In the early 1990s, the Milwaukee Brewers' Racing Sausages were cartoon characters that raced in a video on the Jumbotron.
Like other fans, graphic designer Michael Dillon would cheer for his favorite sausage in the animated race. But that wasn't enough for him. So he pitched an idea to a Brewers executive: having the sausages run into the park.
"I'll make them; I'll run in them; you won't have to do anything," Dillon told the executive.
The Brewers gave him the go-ahead. Armed with foam core and his design expertise, he created the first three costumes based on the cartoon. On June 27, 1993, he put on his homemade bratwurst costume and lined up alongside his competitors — the Polish and Italian sausages.
"Absolutely no one knew that this was gonna happen, except possibly some groundspeople," Dillon recalls. "The Brewers themselves were out on the field. The umpire didn't know. They started that sausage race on the Jumbotron and then the cartoon stopped and went blank. And the gate swung open and the crowd went insane."
The special event became a regular part of Milwaukee home games a year later, and similar races have become a staple of games around the country since. Now, nearly two-thirds of Major League Baseball teams have their own racing mascots, like caricatures of U.S. presidents in D.C., a tool race in Atlanta and the Great Pittsburgh Pierogy Race. In most mascot races, a group of costumed people lumber around a baseball field seeing who can remain upright long enough to win.
They're a silly distraction and for some fans, like Diana Cook, they might as well not be there.
"Given that I haven't really noticed that there are mascot races, I guess to me, I just don't place much value on it," says Cook. But many others do place value on these races.
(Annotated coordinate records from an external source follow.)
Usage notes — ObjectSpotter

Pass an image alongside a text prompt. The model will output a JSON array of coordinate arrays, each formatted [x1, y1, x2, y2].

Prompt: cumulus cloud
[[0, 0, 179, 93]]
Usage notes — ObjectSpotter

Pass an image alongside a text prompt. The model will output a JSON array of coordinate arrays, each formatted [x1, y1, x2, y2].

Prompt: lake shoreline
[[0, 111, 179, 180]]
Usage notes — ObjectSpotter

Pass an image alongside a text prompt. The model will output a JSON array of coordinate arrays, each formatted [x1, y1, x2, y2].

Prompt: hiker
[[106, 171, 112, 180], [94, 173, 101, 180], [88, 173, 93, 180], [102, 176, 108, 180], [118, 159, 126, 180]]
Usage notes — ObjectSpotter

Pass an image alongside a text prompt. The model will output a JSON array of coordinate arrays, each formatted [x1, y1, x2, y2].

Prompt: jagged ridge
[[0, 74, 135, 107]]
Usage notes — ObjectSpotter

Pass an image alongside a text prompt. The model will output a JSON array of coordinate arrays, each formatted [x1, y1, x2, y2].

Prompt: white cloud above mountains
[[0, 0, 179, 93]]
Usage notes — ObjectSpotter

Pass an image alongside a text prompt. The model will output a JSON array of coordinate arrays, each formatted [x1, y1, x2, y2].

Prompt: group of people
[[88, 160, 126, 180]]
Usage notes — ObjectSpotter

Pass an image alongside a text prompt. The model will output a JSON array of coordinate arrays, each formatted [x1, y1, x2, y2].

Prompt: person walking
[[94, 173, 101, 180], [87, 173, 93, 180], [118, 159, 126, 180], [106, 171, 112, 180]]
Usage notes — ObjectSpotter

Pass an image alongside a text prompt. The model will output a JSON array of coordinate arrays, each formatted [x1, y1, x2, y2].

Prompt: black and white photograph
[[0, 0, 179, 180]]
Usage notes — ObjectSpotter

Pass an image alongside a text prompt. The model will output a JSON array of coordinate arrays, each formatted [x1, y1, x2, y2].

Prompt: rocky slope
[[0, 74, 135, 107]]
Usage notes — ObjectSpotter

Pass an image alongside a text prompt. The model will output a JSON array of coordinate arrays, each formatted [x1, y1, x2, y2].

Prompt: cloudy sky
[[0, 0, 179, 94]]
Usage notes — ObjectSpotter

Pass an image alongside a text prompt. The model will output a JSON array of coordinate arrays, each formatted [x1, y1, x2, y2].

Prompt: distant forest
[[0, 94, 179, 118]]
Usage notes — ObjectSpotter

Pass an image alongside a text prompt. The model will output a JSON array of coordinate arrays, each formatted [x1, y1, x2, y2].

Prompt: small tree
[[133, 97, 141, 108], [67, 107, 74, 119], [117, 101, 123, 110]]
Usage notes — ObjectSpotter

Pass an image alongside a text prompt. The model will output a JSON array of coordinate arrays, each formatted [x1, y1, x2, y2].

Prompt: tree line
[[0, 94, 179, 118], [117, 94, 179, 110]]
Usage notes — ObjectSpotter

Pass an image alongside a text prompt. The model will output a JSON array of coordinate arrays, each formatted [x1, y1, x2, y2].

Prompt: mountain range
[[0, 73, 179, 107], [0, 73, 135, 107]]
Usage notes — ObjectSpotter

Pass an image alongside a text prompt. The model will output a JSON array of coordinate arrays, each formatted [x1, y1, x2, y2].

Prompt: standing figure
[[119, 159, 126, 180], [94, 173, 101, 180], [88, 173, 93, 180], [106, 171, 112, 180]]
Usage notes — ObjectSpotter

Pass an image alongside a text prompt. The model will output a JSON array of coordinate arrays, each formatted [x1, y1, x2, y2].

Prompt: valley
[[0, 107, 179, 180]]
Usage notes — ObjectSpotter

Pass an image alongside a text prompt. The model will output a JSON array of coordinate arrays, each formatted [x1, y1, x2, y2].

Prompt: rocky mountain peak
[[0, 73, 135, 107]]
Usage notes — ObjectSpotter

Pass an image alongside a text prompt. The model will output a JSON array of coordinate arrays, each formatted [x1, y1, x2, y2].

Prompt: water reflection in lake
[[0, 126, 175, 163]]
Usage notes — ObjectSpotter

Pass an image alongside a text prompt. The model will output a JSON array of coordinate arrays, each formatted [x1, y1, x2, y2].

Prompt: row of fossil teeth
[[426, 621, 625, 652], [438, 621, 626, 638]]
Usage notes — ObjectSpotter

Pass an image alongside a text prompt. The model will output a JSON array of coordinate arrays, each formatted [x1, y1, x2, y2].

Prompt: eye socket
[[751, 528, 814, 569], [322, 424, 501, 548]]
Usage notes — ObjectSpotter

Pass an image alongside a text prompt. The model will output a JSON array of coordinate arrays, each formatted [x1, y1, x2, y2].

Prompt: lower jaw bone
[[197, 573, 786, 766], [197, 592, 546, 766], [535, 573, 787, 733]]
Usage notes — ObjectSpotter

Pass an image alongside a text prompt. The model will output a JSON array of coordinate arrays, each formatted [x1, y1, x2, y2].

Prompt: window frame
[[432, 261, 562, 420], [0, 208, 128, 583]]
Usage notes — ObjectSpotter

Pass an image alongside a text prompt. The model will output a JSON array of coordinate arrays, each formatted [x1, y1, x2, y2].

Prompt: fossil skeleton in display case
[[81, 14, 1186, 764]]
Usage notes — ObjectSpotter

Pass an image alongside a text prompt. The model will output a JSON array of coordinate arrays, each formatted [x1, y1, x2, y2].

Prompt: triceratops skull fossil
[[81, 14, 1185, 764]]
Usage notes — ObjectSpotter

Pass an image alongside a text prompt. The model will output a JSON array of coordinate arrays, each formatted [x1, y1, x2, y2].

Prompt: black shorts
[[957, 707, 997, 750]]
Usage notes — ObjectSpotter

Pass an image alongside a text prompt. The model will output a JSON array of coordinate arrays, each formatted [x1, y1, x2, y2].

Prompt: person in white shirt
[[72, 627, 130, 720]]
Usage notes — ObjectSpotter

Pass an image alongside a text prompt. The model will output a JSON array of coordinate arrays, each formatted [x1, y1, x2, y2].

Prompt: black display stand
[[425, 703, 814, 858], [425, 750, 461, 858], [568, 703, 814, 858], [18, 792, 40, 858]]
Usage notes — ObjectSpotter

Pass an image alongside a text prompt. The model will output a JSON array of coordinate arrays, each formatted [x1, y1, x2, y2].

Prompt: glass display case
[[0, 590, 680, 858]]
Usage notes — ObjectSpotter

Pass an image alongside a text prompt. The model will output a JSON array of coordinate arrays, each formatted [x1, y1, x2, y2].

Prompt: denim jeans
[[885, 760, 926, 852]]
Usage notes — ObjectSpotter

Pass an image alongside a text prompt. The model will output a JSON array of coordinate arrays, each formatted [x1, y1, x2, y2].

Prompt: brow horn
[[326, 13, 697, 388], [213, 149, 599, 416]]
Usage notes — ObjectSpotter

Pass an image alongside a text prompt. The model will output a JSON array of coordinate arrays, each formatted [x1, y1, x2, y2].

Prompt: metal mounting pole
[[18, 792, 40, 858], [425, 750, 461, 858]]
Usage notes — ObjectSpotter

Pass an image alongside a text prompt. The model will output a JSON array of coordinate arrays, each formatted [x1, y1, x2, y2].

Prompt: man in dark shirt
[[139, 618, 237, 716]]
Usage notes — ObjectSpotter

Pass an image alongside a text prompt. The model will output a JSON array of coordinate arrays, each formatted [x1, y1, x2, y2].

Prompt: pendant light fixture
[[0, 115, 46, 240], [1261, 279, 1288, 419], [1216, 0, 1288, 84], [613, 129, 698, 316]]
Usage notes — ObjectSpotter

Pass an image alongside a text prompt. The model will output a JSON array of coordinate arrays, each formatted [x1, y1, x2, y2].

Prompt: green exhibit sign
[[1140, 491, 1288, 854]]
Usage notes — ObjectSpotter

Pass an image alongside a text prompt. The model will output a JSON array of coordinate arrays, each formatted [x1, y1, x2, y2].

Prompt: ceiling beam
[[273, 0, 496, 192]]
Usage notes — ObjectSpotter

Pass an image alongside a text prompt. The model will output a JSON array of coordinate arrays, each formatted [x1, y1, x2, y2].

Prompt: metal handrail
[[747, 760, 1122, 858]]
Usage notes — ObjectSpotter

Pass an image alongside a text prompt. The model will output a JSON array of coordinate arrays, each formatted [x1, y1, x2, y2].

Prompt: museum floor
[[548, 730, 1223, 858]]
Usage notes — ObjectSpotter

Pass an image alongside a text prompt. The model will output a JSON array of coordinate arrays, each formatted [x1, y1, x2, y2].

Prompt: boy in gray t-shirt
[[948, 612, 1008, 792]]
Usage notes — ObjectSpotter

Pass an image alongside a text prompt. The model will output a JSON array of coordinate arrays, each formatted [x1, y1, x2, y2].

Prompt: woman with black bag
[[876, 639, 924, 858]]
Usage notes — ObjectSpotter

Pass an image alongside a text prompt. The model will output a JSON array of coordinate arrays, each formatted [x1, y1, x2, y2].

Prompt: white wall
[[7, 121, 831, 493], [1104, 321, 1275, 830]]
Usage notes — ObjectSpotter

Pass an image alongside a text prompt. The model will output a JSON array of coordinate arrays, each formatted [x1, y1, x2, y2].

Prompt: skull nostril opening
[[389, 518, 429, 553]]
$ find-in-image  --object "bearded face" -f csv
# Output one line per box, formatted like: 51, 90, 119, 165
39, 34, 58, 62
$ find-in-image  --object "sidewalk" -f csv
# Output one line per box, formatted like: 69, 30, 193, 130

Many sausage spinoffs originated in Milwaukee, as well.
"For major league, we also do the Kansas City Royal hot dogs. The Cleveland Indians also has hot dogs," says Mary Ribecky, a designer at the Olympus Group, which designs costumes for teams around the country. She has worked on the Racing Sausages as well as the Pierogy Race.
"But when you get into the minor leagues, that's where [they have] all kinds of crazy things [like] racing jalepeño peppers. We did a racing hot wing, blue cheese and a celery stick. There's just so many of them, it's a lot of fun."
For designer Dillon, these other races just don't measure up.
"They got the running pierogies, which is like, running dumplings. I mean, really? The running presidential heads look ridiculous," he says. "I don't know if they still have the one where there's a tooth and a toothbrush and toothpaste running. You know, it's just not fun. I'm not going to root for a tooth."
This from a guy who cheers on a bratwurst wearing lederhosen.
In the 25 years since the racing sausages became a staple of Brewers home games, the mascot race has become a tradition for baseball fans everywhere. And as fans cheer on Toothy in the Comfort Dental Tooth Trot, Dillon can take pride in knowing he is partly to blame for this iconic piece of baseball Americana.
In the audio of this story, as in a previous Web version, the Great Pittsburgh Pierogy Race is incorrectly called the Grand Pierogi Race.